比起“黑暗生物”,它們仿佛更貼近普通生命,所以被稱為幽暗生物。
普通人誤為他們來自宗教傳說中的“地獄”,所以将他們稱為魔鬼。
魔鬼已經絕跡了很久。在黑暗的年代,它們曾潛藏于人類之中, 比起從深淵偶爾跑過來享樂的惡魔,魔鬼更稀少,可他們帶來的悲劇卻更多。魔鬼不和任何人結盟,也不求任何好處,他們所追求的東西是其他物種無法理解、也不想去理解的。

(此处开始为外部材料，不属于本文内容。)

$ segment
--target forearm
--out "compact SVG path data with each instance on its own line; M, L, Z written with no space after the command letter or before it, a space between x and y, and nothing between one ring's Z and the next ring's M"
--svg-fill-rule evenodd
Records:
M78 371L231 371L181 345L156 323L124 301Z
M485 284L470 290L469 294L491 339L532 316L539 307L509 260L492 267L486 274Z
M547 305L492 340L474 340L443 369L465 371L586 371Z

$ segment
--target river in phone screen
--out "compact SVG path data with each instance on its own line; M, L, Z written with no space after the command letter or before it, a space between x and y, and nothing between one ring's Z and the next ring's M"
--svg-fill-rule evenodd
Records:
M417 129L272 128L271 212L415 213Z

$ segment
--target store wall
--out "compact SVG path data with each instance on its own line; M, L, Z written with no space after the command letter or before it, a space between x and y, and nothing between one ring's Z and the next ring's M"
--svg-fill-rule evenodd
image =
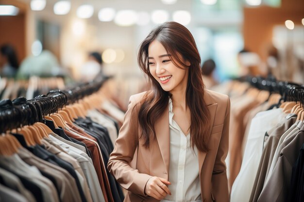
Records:
M291 20L295 26L302 25L304 18L304 0L282 0L280 8L260 6L244 7L243 33L244 47L257 53L264 61L266 50L271 45L272 30Z
M24 14L0 16L0 46L3 44L12 45L16 49L19 62L26 56L25 26Z

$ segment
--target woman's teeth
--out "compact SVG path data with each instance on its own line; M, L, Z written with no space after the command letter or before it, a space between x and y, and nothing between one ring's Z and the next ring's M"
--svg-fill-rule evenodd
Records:
M172 76L168 76L167 77L160 77L159 79L160 79L161 81L164 81L171 78L171 77Z

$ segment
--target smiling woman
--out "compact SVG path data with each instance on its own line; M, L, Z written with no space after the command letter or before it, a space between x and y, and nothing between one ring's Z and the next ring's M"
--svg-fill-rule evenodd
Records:
M192 34L176 22L160 25L138 62L152 90L130 97L108 164L128 190L124 201L229 201L230 101L204 89Z

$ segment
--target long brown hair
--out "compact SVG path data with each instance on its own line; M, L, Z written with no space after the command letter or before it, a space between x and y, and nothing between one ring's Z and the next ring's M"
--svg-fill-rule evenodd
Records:
M137 62L141 70L148 77L152 90L146 94L138 112L138 123L144 140L144 145L149 147L150 138L155 138L154 125L158 117L168 109L169 97L172 95L165 91L150 73L148 61L148 48L154 40L165 47L172 62L189 68L186 89L186 104L191 112L191 145L199 150L208 151L208 127L210 112L203 99L204 84L202 78L201 58L191 33L184 26L175 22L167 22L154 29L139 47ZM179 57L182 55L187 66ZM180 67L182 68L182 67Z

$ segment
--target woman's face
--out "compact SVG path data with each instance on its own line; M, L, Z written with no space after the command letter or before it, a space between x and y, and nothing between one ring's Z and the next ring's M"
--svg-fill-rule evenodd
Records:
M188 62L180 59L187 65ZM148 48L148 59L150 73L159 83L163 89L172 93L185 91L188 80L188 68L181 64L179 68L172 62L166 49L157 40L153 41ZM175 62L177 63L177 62Z

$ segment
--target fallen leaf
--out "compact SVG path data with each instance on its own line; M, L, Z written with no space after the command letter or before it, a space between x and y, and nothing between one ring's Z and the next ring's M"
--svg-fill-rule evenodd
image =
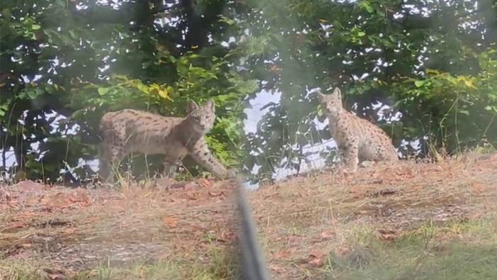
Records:
M176 228L178 225L178 220L173 217L166 216L162 218L162 221L169 228Z
M222 191L219 192L219 193L215 193L215 192L213 192L213 191L209 191L209 194L210 194L211 196L224 196L224 193L222 192Z
M269 268L273 271L275 271L278 274L283 273L286 271L286 269L276 264L270 264Z
M324 264L324 257L326 254L324 254L319 251L313 251L309 254L309 259L307 262L309 264L314 267L321 267Z
M481 194L485 192L486 190L486 187L484 185L479 183L474 183L473 189L474 189L474 192L476 194Z
M11 224L7 225L6 227L4 228L1 232L2 232L2 233L13 233L13 232L16 232L16 229L23 228L25 226L26 226L26 224L24 222L16 221L16 222L12 223Z
M336 235L336 233L334 230L326 230L319 233L319 237L323 240L331 239L335 235Z
M205 178L200 178L197 180L197 184L203 188L209 188L212 186L212 182Z
M287 250L287 249L283 249L280 250L280 251L278 251L275 252L273 257L275 259L287 259L288 257L292 255L292 252Z
M397 238L397 234L392 230L378 230L379 239L385 241L392 241Z

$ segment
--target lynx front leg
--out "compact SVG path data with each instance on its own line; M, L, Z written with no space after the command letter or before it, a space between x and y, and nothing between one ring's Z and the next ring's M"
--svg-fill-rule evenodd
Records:
M357 145L350 145L343 149L343 165L346 167L346 171L350 173L355 173L358 171L359 164L359 147Z
M197 163L212 172L219 179L226 179L236 174L233 170L227 170L224 166L210 152L205 140L199 140L188 151Z
M178 169L178 164L171 163L167 161L164 161L163 163L164 166L164 174L169 178L173 178L174 175L176 174L176 169Z

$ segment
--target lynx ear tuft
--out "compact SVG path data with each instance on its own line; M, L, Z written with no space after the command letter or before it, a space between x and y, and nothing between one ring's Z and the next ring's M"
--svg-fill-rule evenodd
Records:
M205 108L209 108L209 110L212 111L215 111L215 109L216 109L216 108L215 108L216 105L215 104L214 100L212 100L212 99L207 100L207 101L205 102Z
M186 111L188 113L193 112L195 110L198 109L198 105L197 105L196 103L195 103L194 101L189 101L188 102L186 103Z

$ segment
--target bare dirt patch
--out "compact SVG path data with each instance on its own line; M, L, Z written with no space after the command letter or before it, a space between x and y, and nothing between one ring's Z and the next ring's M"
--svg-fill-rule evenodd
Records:
M438 164L404 162L355 174L323 172L253 191L254 218L273 279L347 279L333 274L329 256L360 259L355 244L394 242L427 223L495 216L496 170L495 155ZM497 223L486 227L497 229ZM464 239L456 230L438 233L440 239ZM494 241L497 248L497 240L489 242Z
M1 187L0 267L23 260L70 276L102 263L174 260L187 275L193 264L214 261L211 247L232 249L235 184L200 179L185 186Z

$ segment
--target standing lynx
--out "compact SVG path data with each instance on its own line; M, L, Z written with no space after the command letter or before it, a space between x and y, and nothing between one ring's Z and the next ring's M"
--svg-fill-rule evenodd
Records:
M331 137L343 155L349 172L357 171L359 160L395 162L399 157L387 133L373 123L348 112L336 88L329 95L318 92L318 100L329 120Z
M217 177L232 175L234 172L227 170L211 154L204 139L214 125L214 102L210 100L199 107L190 101L187 111L185 118L164 117L132 109L105 114L100 122L102 177L113 181L111 169L132 152L164 155L164 172L169 177L187 155Z

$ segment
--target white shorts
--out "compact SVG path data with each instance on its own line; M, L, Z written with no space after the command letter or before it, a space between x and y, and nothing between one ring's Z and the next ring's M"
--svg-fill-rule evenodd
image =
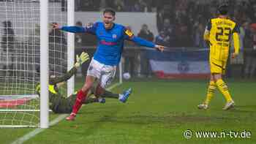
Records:
M116 66L105 65L92 58L87 70L87 75L99 80L102 88L107 88L113 80L116 71Z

随着歷史中的獵巫運動,魔鬼逐漸絕跡。這個時期對真正的施法者而言具有更深層的意義,在他們的典籍中,那場戰役被稱為“雙重獵殺”:普通民衆因為愚昧和恐懼而檢舉女巫,教廷不停審判無辜的人;與此同時,真正的獵人與施法者則陷入更艱難的戰鬥,邊躲避迫害邊追獵真正的魔鬼。

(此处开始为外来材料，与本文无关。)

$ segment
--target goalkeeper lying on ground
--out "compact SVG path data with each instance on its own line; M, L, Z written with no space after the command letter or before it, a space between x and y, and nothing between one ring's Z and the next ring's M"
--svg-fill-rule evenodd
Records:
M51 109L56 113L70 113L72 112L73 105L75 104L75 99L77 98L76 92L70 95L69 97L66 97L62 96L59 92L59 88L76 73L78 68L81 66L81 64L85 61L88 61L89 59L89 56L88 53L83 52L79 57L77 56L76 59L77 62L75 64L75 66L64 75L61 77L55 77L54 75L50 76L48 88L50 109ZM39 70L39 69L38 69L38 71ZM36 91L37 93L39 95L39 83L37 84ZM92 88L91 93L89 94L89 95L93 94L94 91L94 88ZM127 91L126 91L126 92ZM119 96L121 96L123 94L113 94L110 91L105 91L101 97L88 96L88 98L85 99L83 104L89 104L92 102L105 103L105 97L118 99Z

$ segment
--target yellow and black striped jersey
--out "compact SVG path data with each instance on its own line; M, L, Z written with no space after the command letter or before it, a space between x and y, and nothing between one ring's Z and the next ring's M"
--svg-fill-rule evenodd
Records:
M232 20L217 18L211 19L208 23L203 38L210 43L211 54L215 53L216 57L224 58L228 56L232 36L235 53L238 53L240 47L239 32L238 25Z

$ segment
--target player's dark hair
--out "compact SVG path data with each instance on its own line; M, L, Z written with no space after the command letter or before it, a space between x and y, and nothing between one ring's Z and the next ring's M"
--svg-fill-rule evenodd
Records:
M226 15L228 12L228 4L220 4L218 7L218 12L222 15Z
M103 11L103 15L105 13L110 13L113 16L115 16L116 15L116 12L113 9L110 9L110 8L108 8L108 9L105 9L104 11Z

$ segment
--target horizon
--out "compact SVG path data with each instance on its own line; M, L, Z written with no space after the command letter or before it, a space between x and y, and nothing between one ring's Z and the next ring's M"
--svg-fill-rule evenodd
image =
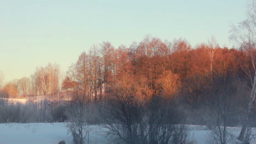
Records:
M50 62L65 74L95 44L129 46L147 34L162 40L185 38L193 47L213 35L221 47L231 48L230 25L246 18L247 2L0 2L0 71L5 83L30 77Z

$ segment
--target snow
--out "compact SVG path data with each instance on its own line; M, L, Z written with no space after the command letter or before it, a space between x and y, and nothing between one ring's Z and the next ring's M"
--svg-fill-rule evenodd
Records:
M0 124L0 143L2 144L57 144L64 140L67 144L72 143L71 134L68 134L65 127L67 123L1 123ZM188 125L190 134L197 144L207 143L210 131L204 126ZM110 144L111 141L106 138L100 126L91 125L89 143ZM238 135L240 128L229 128L235 135ZM254 129L256 133L256 128ZM256 141L252 143L256 143Z

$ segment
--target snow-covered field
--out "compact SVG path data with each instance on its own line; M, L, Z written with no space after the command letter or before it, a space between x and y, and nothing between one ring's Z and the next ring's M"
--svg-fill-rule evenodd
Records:
M64 140L66 144L71 144L72 136L71 134L67 133L66 125L65 123L2 123L0 124L0 143L57 144L59 141ZM110 140L106 138L103 132L104 129L97 125L91 127L89 143L112 143ZM188 128L196 143L207 143L210 131L206 127L189 125ZM230 128L229 129L237 135L240 128ZM256 134L256 128L254 133ZM256 143L256 141L253 142L252 143Z

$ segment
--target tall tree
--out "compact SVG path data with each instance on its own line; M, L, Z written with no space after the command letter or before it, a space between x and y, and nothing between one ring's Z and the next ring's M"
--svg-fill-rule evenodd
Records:
M249 65L241 64L242 69L251 80L248 88L251 90L251 95L248 101L245 121L238 139L244 139L246 128L251 113L252 107L256 93L256 68L255 57L256 49L256 1L251 1L248 5L247 19L239 23L238 26L233 25L230 38L245 51L245 54L250 58ZM243 62L240 61L241 62Z

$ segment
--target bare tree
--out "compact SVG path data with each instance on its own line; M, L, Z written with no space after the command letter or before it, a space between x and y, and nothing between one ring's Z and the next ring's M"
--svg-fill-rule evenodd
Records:
M19 86L22 92L24 97L26 97L28 89L30 88L30 79L24 77L20 79L20 85Z
M214 57L215 52L218 47L219 45L217 43L214 38L212 37L211 40L208 40L208 46L207 46L208 54L210 58L210 71L211 75L212 75L213 58Z
M251 113L253 103L256 92L256 68L255 65L255 51L256 49L256 1L251 1L247 12L247 19L239 23L238 26L233 25L230 39L237 44L245 51L251 59L250 65L241 64L242 69L251 80L251 95L248 101L245 121L238 139L243 141L246 128Z

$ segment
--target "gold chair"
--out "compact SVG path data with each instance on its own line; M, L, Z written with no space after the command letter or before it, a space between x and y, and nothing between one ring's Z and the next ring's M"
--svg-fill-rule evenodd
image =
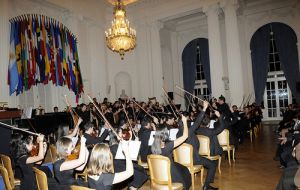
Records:
M172 183L171 163L168 157L161 155L148 155L147 157L151 189L156 190L181 190L182 183Z
M6 156L4 154L0 154L0 159L1 159L2 165L7 170L9 181L10 181L10 185L14 189L16 185L20 185L21 184L21 181L19 179L16 179L15 176L14 176L14 172L13 172L13 169L12 169L12 166L11 166L10 157Z
M235 162L234 155L235 155L235 146L230 145L229 141L229 130L224 129L219 135L218 135L218 141L220 146L222 147L223 151L227 151L228 154L228 162L229 165L231 165L231 158L230 158L230 151L232 150L232 160Z
M209 160L218 160L218 170L219 174L221 174L221 160L222 157L220 155L211 156L210 155L210 140L209 137L204 135L197 135L197 138L200 143L199 154Z
M187 143L183 143L179 147L173 150L174 161L181 165L186 166L192 177L192 189L195 189L195 174L201 172L201 185L203 186L203 173L204 168L202 165L194 165L193 160L193 146Z
M7 172L6 168L2 165L0 165L0 174L3 178L5 189L12 190L13 188L11 187L11 184L10 184L8 172Z
M57 151L55 145L51 144L45 156L44 163L54 163L57 157Z
M85 182L87 182L88 174L87 174L87 167L84 168L82 172L76 171L75 173L75 179L78 179L78 177L82 177Z
M35 173L35 179L37 183L38 190L48 190L48 180L47 180L47 175L37 169L36 167L32 167L33 172Z
M77 186L77 185L71 185L70 190L93 190L87 187Z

雙重獵殺的最後,不僅是人類施法者和獵人,血族、狼人、各類不死生物、在人類世界生活的惡魔、潛藏于世的超自然異怪……幾乎所有生物都暫時聯合起來剿滅魔鬼。
有些驅魔人世家為了維護名譽而不記載那段歷史。在協會與獵人組織留存的資料中則還能找到相關記載。

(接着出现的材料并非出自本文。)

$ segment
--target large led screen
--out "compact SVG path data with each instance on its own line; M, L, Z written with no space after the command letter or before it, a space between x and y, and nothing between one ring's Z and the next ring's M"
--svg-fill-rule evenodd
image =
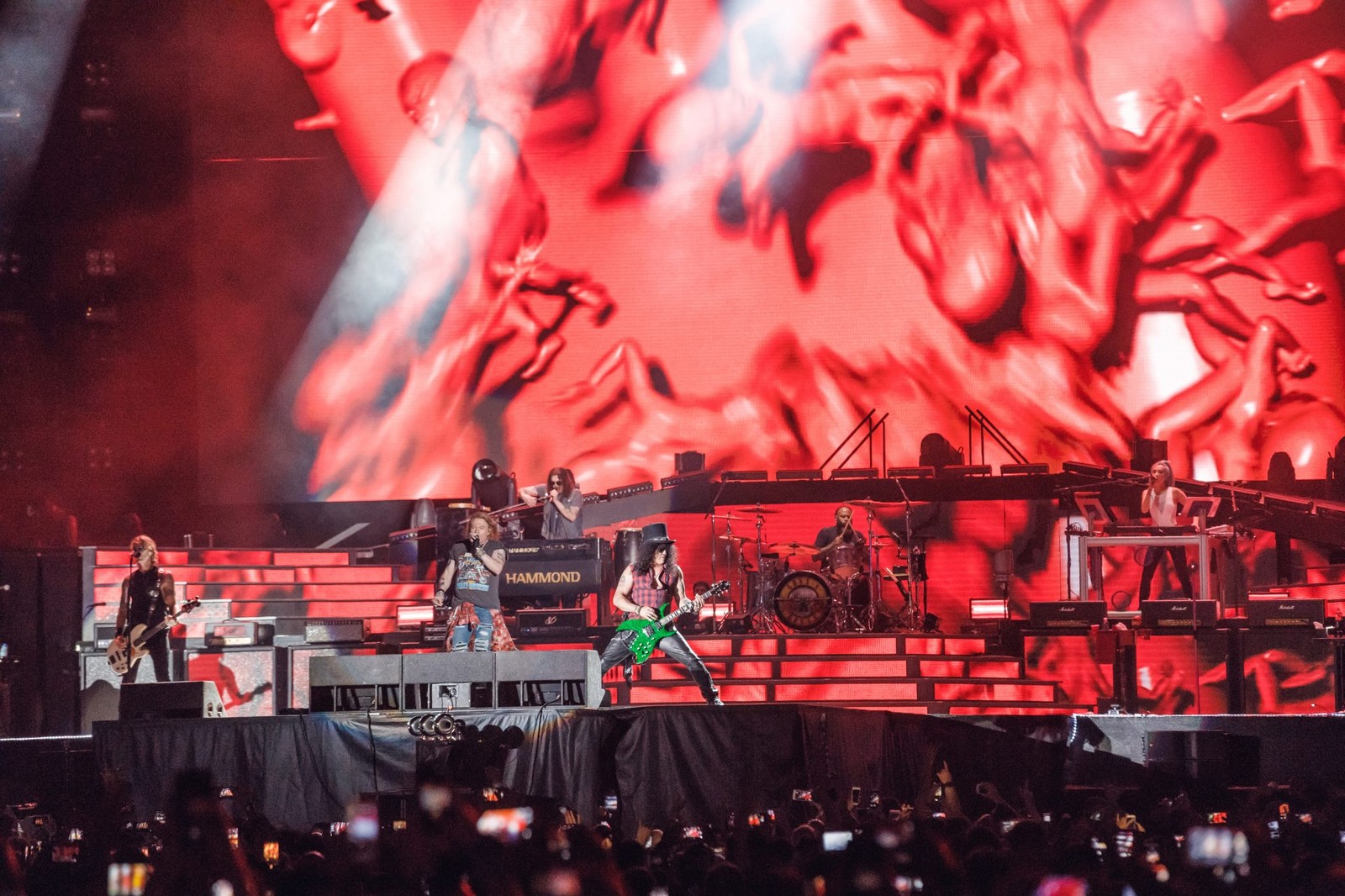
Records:
M1198 478L1345 435L1340 4L195 15L210 498L808 467L869 409L890 463L966 405Z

那是一種非常不可思議的場面:獵人和血族并肩作戰;巫師沖進大聖堂殺死僞裝成神職人員的魔鬼,不惜因此犧牲自身;精靈裔對魔鬼的氣息太過敏感,幾乎因戰争而滅絕;驅魔師為惡魔治療傷口,惡魔保護着詠唱咒語的人類……
到今天,人類和惡魔偶爾會一起喝酒,血族和獵人做搭檔也不再是什麽驚世駭俗的事,甚至變形怪還可以去當驅魔師……最終,世界上再也找不到魔鬼的行蹤了。
……
“已經快一周了,”這周約翰從沒離開過協會辦公區,“你們打算把他關到什麽時候?”
一周內克拉斯一直在隔離室居住,偶爾會有驅魔師和研究人員進去,問他些問題,做些檢查或送去必要且允許他使用的物品。
協會重新設定了隔離室的開門權限,分別掌握在不同的人手裏,約翰無法獨自打開隔離室。
“還不好說。他的情況不穩定,”回答的是來自協會總部的老驅魔師,“我當然相信德維爾?克拉斯是個好孩子,但問題是……裏面的那個還是不是克拉斯?從以前發生的事看來,他的身上的變化是不可逆的,而且一直在繼續發展。”
“繼續發展……然後會怎麽樣?”
“魔鬼的殺戮本能會浮現,”老驅魔師低着頭在紙上演算着什麽,手邊擺着一大堆古書,“要麽他身上有魔鬼植入的什麽東西,要麽他的靈魂被魔鬼污染過,總之,他已經轉變了,”老人從花鏡裏擡起眼,看了看約翰,“似乎你是血族?你可以想象成——就像人類剛剛被血族初擁後,仍保有人性不肯進食的那個狀态,随時在抗争,但也随時可能開始吸血……只是個比喻,我不是在歧視你們的種族。”
約翰不介意這種比喻,他更在乎克拉斯:“他有幽閉恐懼症,現在你們這樣對待他……這不人道。”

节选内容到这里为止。